Eine teure Alternative ist das etwas betagte Textplugin PhotoGraphics von Extensis für textanimationen an Pfaden ...


----------



## Mythos007 (3. September 2003)

Nimm den Adobe Illustrator dafür ...


----------



## RonneldMcDonald (4. September 2003)

geht natürlich auch, aber nicht jeder Normalo kann sich Illustrator leisten und erst recht nicht sofort bedienen ...
Dann könnte ich auch sagen nehme Quark, Indesign, Freehand, Corel usw. mit denen sowas auch möglich ist ...

Wenn Hans Hansen bisher mit PhotoImpact hantiert hat und auf diese Boliden "umsteigt"  ist ganz schnell Frust da, weil diese (anfangs) nicht so intuitiv und per Guck&Klick-Assistenten für allerlei Arbeittschritte zu bedienen sind sondern nur mit 90% echter Hand- und Kopfarbeit in den Griff zu kriegen sind ...

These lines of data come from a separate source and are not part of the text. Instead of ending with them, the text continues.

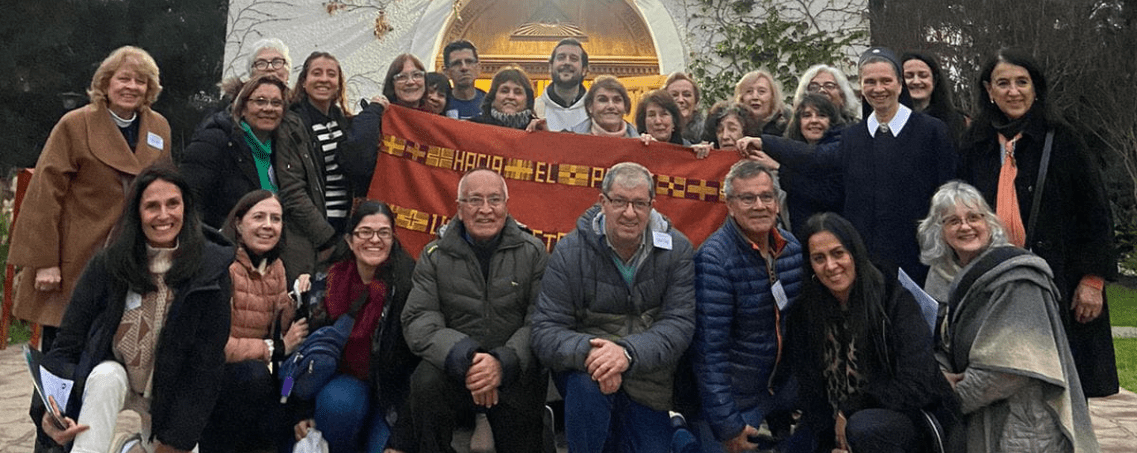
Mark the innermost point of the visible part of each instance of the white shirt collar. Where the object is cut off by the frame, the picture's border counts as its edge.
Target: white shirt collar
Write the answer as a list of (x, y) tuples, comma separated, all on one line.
[(896, 124)]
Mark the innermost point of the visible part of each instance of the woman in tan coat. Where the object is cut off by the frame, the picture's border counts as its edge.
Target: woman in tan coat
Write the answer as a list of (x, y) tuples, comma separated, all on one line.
[(80, 182)]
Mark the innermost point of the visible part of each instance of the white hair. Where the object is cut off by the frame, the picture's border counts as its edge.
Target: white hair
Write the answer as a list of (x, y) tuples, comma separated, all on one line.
[(934, 248), (852, 107), (268, 43)]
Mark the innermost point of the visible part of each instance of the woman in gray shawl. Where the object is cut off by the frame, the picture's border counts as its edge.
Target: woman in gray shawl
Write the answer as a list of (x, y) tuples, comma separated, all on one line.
[(1001, 340)]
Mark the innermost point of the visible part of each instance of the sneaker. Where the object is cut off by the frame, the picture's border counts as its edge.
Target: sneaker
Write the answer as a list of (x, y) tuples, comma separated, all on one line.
[(482, 439)]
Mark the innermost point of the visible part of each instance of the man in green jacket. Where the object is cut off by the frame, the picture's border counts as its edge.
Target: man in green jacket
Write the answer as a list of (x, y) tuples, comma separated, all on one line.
[(467, 316)]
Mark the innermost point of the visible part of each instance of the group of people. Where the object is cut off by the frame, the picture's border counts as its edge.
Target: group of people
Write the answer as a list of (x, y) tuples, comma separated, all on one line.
[(801, 314)]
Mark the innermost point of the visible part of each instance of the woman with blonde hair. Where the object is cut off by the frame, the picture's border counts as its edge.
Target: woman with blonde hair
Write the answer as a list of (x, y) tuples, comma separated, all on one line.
[(80, 183), (606, 103), (832, 83), (762, 95)]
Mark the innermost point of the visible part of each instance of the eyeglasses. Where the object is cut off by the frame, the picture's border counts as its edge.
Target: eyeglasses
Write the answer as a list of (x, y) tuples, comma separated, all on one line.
[(262, 64), (818, 87), (264, 103), (479, 202), (972, 219), (366, 233), (464, 62), (417, 75), (749, 199), (621, 204)]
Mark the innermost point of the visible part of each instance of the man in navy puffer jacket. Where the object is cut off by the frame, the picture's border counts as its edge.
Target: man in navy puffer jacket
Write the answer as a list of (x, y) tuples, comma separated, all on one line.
[(747, 273)]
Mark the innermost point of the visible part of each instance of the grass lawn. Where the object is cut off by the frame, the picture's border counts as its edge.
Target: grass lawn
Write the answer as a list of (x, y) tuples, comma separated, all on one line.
[(1123, 312), (1122, 305), (1127, 361)]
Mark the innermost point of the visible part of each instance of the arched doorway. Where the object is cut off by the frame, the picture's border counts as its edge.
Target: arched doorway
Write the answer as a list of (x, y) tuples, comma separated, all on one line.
[(512, 32)]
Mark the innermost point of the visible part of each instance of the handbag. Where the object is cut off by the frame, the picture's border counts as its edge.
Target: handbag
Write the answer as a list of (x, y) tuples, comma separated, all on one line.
[(313, 364), (313, 442)]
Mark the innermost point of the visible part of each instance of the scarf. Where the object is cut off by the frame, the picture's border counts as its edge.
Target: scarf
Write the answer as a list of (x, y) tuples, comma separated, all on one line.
[(262, 156), (602, 132), (519, 120), (343, 287)]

Daher empfielt es sich neben Photoshop und Co für spezielle Aufgaben eben auch diese preiswerten aber ungemein nützlichen Lowbudgettools aus dem Ulead oder Jasc - Hause zuzulegen.


----------



## Hans Hansen (4. September 2003)

ok danke für die antworten, werde es dann im photoimpact erstellen und als psd abspeichern, hatte es als gif versucht, da hatte aber die qualität stark darunter gelitten gehabt.

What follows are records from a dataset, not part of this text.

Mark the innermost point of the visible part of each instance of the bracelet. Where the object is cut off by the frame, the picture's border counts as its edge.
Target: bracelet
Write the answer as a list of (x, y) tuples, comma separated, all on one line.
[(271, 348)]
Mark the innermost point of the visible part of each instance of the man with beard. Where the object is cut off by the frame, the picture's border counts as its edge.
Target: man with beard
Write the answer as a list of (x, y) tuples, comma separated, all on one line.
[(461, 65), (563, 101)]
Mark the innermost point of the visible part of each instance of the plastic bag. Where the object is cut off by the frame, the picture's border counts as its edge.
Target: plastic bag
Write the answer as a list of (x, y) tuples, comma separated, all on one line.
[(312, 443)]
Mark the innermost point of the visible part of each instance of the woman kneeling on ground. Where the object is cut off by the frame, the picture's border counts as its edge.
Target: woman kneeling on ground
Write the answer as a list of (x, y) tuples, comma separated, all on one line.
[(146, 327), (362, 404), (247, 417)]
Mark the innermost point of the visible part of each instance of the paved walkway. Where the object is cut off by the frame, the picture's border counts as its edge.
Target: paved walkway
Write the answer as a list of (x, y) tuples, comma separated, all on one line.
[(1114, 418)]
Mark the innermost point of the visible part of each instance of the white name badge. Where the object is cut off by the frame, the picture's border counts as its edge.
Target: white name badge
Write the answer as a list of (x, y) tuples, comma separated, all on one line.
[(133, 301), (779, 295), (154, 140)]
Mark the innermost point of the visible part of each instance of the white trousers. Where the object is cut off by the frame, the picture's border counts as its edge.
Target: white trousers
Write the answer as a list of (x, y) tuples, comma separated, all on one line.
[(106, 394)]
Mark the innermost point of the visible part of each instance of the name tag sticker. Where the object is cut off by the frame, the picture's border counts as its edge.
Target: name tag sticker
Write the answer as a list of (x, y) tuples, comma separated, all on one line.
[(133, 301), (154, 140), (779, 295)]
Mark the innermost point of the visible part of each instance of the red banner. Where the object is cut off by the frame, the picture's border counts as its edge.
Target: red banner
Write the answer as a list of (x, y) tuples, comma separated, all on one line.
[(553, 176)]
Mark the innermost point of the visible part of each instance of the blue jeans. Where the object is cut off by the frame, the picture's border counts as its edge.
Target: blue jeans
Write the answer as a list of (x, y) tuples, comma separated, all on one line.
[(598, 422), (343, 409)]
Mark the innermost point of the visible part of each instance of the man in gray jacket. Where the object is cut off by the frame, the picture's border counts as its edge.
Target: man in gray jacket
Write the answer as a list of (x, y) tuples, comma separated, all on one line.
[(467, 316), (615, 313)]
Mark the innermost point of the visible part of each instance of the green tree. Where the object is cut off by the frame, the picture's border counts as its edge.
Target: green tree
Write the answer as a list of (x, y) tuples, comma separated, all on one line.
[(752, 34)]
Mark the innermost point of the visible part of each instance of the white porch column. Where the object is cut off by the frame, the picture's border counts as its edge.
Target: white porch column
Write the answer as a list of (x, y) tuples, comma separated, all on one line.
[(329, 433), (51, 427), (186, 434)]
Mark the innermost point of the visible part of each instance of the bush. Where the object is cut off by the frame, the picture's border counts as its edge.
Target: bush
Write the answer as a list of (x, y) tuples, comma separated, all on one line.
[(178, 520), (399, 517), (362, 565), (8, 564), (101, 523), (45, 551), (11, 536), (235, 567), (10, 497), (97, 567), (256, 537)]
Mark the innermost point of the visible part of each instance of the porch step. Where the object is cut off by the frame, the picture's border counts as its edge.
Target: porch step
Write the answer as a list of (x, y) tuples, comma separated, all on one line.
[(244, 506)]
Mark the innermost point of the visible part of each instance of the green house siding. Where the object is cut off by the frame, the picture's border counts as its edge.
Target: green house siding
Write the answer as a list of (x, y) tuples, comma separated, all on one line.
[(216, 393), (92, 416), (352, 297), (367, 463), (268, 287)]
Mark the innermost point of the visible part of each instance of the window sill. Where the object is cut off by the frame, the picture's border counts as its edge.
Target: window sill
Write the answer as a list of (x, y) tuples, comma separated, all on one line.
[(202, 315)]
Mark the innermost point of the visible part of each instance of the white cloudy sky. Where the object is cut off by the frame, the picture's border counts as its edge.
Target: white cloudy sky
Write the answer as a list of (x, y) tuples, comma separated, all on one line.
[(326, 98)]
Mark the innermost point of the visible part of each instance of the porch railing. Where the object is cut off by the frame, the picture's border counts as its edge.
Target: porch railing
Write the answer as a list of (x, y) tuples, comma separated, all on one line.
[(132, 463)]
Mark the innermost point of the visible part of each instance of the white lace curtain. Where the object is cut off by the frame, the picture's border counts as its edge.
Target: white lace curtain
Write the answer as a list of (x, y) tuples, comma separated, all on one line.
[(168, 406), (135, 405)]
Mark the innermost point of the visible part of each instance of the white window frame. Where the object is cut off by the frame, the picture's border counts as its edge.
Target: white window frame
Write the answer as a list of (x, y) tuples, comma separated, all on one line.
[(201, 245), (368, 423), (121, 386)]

Muss gestehen beide Programme noch nicht solange zu haben, daher war ich mir nicht sicher da doch was zu übersehen zu haben. Hätte Photoimpact eine Automatisierung bräuchte ich PS momentan garnicht.  

(die letzten zwei Jahre hatte ich nur macromedia benutzt)


----------



## layla (4. September 2003)

ich hatte das problem auch mal und habe lang gesucht bis ich ein tut gefunden habe.
aber es ist echt ne blöde arbeit überhaupt bei viel text.
du musst einen kreiszeichnen dann mit dem lineal die mitte markieren. dann schreibst du deinen text und du musst jeden buchstaben in einer ebene haben. du nimmst den ersten und wenn du strg+t drückst kommt ja das skalierungsfeld in der mitte ist ein kreis den musst du nehmen und in den mittelpunkt deines kreises ziehen dann kannst du den ersten buchstaben am kreis lang schieben und drehen bis er passt dass muss mit jedem machen.


----------



## RonneldMcDonald (4. September 2003)

@Hans was für ne Automatisierung meinst du denn?

Photoimpact hat sehr wohl auch Möglichkeiten, Stapelarbeiten zu erledigen ...
Kommt drauf an, was du genau machen möchtest ...

Zum Beispiel kannst Du auch deinen wichtigsten oder notwendigsten Befehle aufzeichnen wie Photoshop und diese auch als Aktionen verwenden. Siehe angehangener Screenshot.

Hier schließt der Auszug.